# How to correctly impose a weight constraint

I have the following model;

X_i = (c_1i X_1, …, c_di X_d) for i=1,…,d;

This leads to a matrix C of d*d parameters. For reasons that are tedious to explain, I, therefore, have a d x d matrix of estimated parameters with

X^est_i = (c^est_1i X_1, …, c^est_di X_d)

and choose my loss to be

max_{i=1,…,d}(X^est_i / X_i)

Observe that all values in C as well as X are non-negative; This problem should be very easy to solve as it is convex (reducing a value c_ji never increases the loss)

Now I want to implement that the sum of all entries of C to be equal (or larger) to a certain threshold, let us call is eps;

What is the best way to do it?

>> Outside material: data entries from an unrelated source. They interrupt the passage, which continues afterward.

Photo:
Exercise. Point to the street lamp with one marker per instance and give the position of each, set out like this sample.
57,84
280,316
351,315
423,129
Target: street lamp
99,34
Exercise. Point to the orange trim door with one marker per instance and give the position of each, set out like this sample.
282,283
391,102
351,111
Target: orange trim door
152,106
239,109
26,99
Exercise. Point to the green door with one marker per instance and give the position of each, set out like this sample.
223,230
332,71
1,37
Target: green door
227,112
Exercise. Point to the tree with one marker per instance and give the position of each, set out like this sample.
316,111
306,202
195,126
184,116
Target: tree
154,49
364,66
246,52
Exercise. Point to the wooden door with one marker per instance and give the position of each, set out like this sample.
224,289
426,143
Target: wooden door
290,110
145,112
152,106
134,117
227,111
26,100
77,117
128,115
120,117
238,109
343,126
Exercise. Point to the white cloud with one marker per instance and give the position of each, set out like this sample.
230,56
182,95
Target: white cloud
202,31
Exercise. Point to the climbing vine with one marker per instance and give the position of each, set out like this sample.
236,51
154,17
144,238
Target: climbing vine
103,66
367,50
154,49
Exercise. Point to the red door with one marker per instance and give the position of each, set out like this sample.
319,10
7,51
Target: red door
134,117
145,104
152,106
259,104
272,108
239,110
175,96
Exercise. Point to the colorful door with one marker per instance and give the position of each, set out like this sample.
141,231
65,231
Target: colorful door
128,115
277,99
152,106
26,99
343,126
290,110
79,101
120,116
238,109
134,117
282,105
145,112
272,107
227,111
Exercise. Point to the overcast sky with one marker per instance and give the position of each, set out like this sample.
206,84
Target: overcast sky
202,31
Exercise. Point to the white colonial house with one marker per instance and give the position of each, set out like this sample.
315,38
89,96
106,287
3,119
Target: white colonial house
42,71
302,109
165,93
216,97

I found three solutions that all seem to fail; Either the estimator gets stuck or goes to infinity; The 3 approaches I thought of:

1. only define d^2-1 values and then just assign the last value as torch.abs(eps-sum(C)) - then the sum of all values is always equal to eps;

2. Define d^2 values and scale up the values in each iteration by multiplying each weight by eps/sum(C)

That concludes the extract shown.